PhysicianBench: Evaluating LLM Agents in Real-World EHR Environments

Overview

PhysicianBench is a benchmark for evaluating LLM agents on physician tasks grounded in real clinical workflows. It comprises 100 long-horizon tasks (670 sub-checkpoints) adapted from real primary-care/specialty consultations across 21 specialties, executed in an EHR environment with real patient records accessed via standard FHIR APIs.

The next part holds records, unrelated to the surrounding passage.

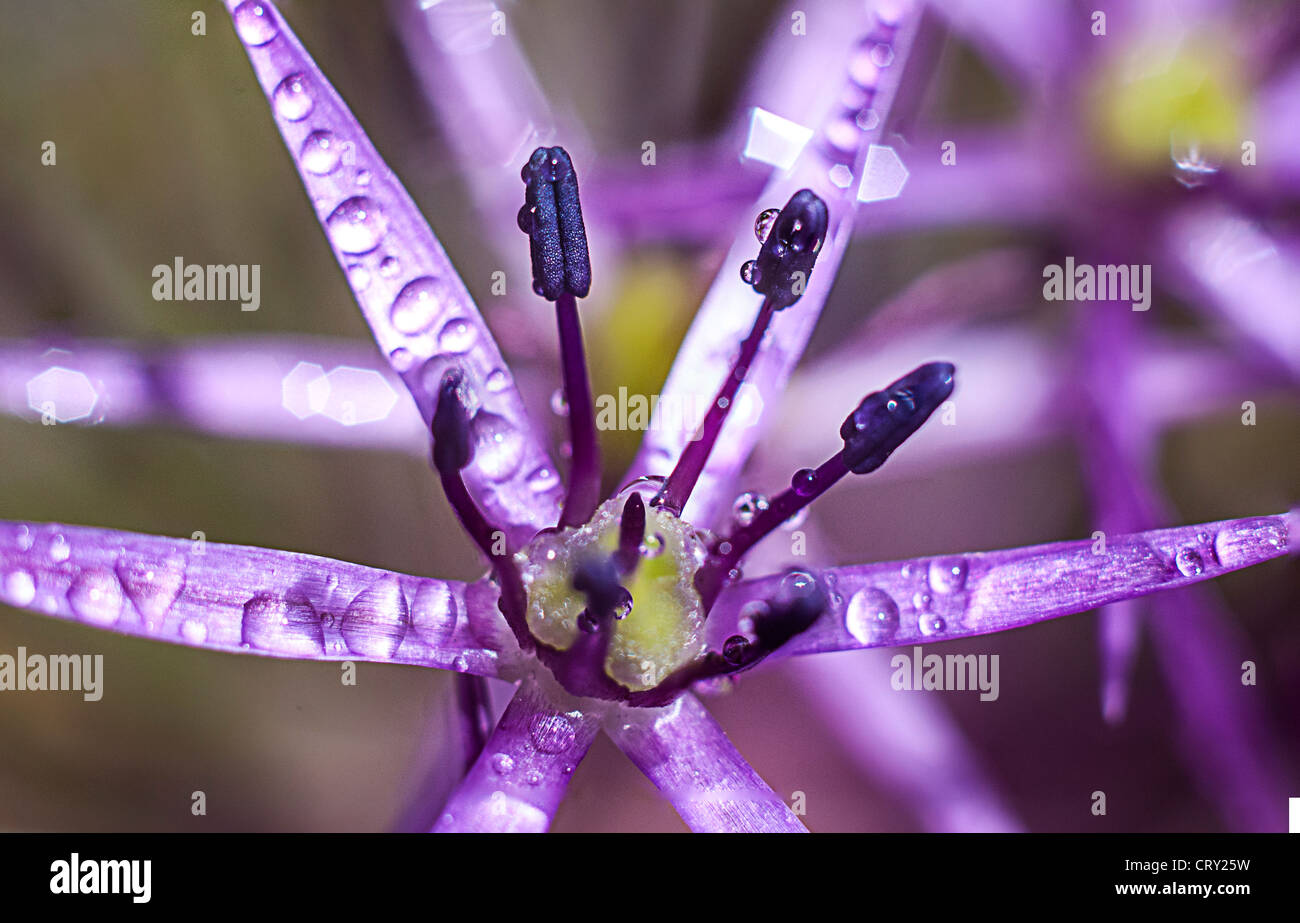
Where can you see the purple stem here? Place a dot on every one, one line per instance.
(584, 490)
(681, 481)
(473, 715)
(684, 752)
(727, 551)
(520, 778)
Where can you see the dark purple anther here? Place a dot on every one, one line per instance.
(885, 419)
(453, 450)
(875, 429)
(789, 250)
(562, 271)
(453, 447)
(780, 272)
(553, 219)
(598, 580)
(632, 531)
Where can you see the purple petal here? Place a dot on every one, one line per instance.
(729, 308)
(520, 778)
(1230, 265)
(997, 368)
(1222, 726)
(906, 742)
(246, 599)
(284, 389)
(684, 752)
(960, 596)
(421, 315)
(489, 107)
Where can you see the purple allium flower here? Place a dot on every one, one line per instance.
(605, 614)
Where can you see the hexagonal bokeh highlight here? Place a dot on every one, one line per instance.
(774, 139)
(358, 395)
(883, 176)
(304, 390)
(64, 394)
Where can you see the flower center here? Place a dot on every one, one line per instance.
(659, 625)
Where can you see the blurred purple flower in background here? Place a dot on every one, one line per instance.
(839, 133)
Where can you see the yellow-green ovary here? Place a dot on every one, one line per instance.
(664, 628)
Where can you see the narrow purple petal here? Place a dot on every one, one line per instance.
(520, 778)
(421, 315)
(729, 308)
(489, 105)
(247, 599)
(284, 389)
(930, 599)
(908, 744)
(1178, 377)
(684, 752)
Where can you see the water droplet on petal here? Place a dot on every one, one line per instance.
(804, 481)
(456, 336)
(948, 575)
(748, 506)
(151, 585)
(1249, 542)
(417, 304)
(194, 631)
(376, 622)
(497, 381)
(402, 359)
(293, 99)
(498, 446)
(59, 549)
(433, 614)
(559, 406)
(356, 225)
(765, 222)
(255, 22)
(931, 624)
(736, 649)
(871, 616)
(542, 479)
(20, 589)
(1188, 563)
(551, 733)
(321, 152)
(96, 596)
(276, 624)
(359, 277)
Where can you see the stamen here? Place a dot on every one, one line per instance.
(562, 269)
(473, 715)
(780, 273)
(871, 433)
(797, 605)
(632, 529)
(580, 667)
(453, 450)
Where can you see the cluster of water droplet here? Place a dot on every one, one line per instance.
(358, 226)
(841, 134)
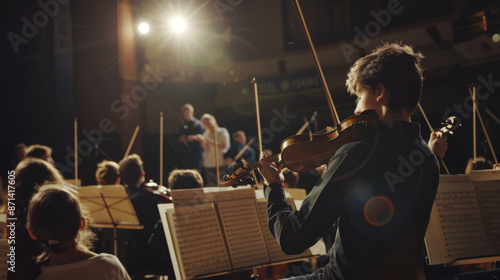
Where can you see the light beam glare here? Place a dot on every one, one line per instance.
(143, 28)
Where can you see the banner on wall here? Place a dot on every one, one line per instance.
(289, 83)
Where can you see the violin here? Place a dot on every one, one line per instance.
(161, 193)
(305, 152)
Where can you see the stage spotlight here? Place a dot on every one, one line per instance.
(496, 37)
(178, 24)
(144, 28)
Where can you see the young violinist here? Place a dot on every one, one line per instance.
(141, 256)
(378, 191)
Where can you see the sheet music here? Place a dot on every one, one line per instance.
(116, 199)
(487, 186)
(457, 214)
(198, 240)
(242, 230)
(4, 250)
(211, 194)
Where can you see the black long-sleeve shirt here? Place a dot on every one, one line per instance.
(379, 192)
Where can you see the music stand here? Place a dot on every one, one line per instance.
(110, 207)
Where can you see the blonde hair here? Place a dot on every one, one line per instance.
(54, 218)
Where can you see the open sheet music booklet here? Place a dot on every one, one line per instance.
(465, 219)
(214, 230)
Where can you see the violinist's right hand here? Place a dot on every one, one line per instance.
(270, 172)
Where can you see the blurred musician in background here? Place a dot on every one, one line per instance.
(192, 157)
(207, 140)
(45, 153)
(107, 173)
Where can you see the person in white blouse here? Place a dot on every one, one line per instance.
(207, 140)
(57, 221)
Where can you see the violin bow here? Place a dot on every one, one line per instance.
(131, 142)
(322, 79)
(472, 93)
(253, 85)
(216, 156)
(432, 131)
(76, 150)
(161, 148)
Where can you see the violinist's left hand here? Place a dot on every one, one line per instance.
(270, 172)
(438, 144)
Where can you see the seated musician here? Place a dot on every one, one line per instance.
(107, 173)
(141, 257)
(45, 153)
(378, 190)
(185, 179)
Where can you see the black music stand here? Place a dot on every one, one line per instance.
(110, 207)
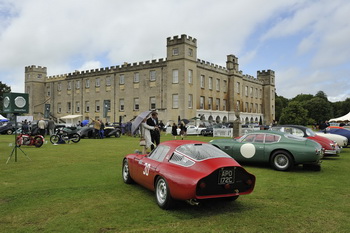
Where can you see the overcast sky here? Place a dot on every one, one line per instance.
(306, 42)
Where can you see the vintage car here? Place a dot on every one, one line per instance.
(187, 170)
(341, 140)
(330, 147)
(281, 150)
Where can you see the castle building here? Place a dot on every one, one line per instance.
(179, 86)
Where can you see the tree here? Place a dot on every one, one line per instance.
(3, 89)
(294, 114)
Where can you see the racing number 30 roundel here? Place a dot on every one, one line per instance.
(247, 150)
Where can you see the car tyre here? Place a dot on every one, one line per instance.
(126, 173)
(164, 200)
(281, 160)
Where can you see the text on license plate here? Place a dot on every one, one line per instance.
(226, 176)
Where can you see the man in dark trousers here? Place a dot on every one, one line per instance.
(155, 134)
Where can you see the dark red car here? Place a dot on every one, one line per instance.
(187, 170)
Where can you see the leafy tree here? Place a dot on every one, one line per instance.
(319, 109)
(295, 114)
(3, 89)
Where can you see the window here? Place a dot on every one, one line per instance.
(210, 102)
(190, 101)
(77, 84)
(175, 51)
(77, 106)
(136, 77)
(97, 82)
(59, 108)
(175, 101)
(87, 83)
(201, 102)
(136, 104)
(87, 106)
(122, 79)
(152, 75)
(175, 76)
(217, 104)
(202, 81)
(121, 105)
(152, 101)
(108, 80)
(190, 76)
(97, 106)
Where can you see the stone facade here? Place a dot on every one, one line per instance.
(179, 86)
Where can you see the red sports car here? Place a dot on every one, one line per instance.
(187, 170)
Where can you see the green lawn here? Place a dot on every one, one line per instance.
(78, 188)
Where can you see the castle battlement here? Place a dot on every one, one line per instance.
(183, 39)
(211, 66)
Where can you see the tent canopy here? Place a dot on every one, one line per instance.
(342, 118)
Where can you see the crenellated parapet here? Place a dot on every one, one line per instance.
(183, 39)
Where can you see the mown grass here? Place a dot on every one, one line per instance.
(78, 188)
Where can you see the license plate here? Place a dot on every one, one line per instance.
(226, 176)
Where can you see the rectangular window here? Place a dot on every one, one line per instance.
(201, 102)
(152, 103)
(87, 106)
(121, 105)
(217, 104)
(77, 106)
(59, 108)
(122, 79)
(210, 102)
(108, 80)
(77, 84)
(190, 76)
(175, 101)
(136, 104)
(97, 106)
(87, 83)
(97, 82)
(190, 101)
(218, 84)
(152, 75)
(136, 77)
(175, 76)
(202, 81)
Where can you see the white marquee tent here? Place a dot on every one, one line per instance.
(342, 118)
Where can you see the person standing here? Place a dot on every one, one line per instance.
(42, 126)
(155, 134)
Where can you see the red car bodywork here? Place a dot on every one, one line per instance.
(198, 181)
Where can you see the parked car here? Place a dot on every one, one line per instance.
(341, 140)
(281, 150)
(330, 147)
(187, 170)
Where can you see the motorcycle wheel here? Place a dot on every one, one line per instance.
(54, 139)
(75, 138)
(38, 141)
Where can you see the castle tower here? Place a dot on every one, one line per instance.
(268, 80)
(35, 79)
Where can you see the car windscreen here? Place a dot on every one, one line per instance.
(201, 151)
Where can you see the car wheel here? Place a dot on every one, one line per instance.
(38, 141)
(164, 200)
(126, 173)
(281, 160)
(75, 138)
(54, 139)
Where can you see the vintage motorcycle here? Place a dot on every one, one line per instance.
(30, 140)
(65, 135)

Solving each task requires retrieving data across encounters, reasoning over heterogeneous clinical information, executing consequential clinical actions, and producing clinical documentation.

Main Results

Model performance ranked by pass@1 success rate

Overall model performance on PhysicianBench, ranked by pass@1 success rate.

Trajectory Example

Agent stepping through a PhysicianBench task

An agent working through a PhysicianBench task (2× speed). Explore the full interactive viewer on the website.

Setup

1. Install Python dependencies

PhysicianBench uses uv for environment management. If you don't have it yet:

hljs language-bash

curl -LsSf https://astral.sh/uv/install.sh | sh

Then install project dependencies:

hljs language-bash

uv sync

2. Load the EHR Docker image

The benchmark runs against a FHIR server pre-loaded with patient records, distributed as a Docker image archive on Stanford Redivis:

📦 EHR Docker image: stanford.redivis.com/datasets/a0ek-0ad8tjsw9

After downloading physicianbench-fhir-v1.tar.gz, load it into Docker:

hljs language-bash

gunzip -c physicianbench-fhir-v1.tar.gz | docker load

run_task.py and run_batch_task.sh will spin up a fresh container from this image per task and tear it down afterward, so no manual server management is required.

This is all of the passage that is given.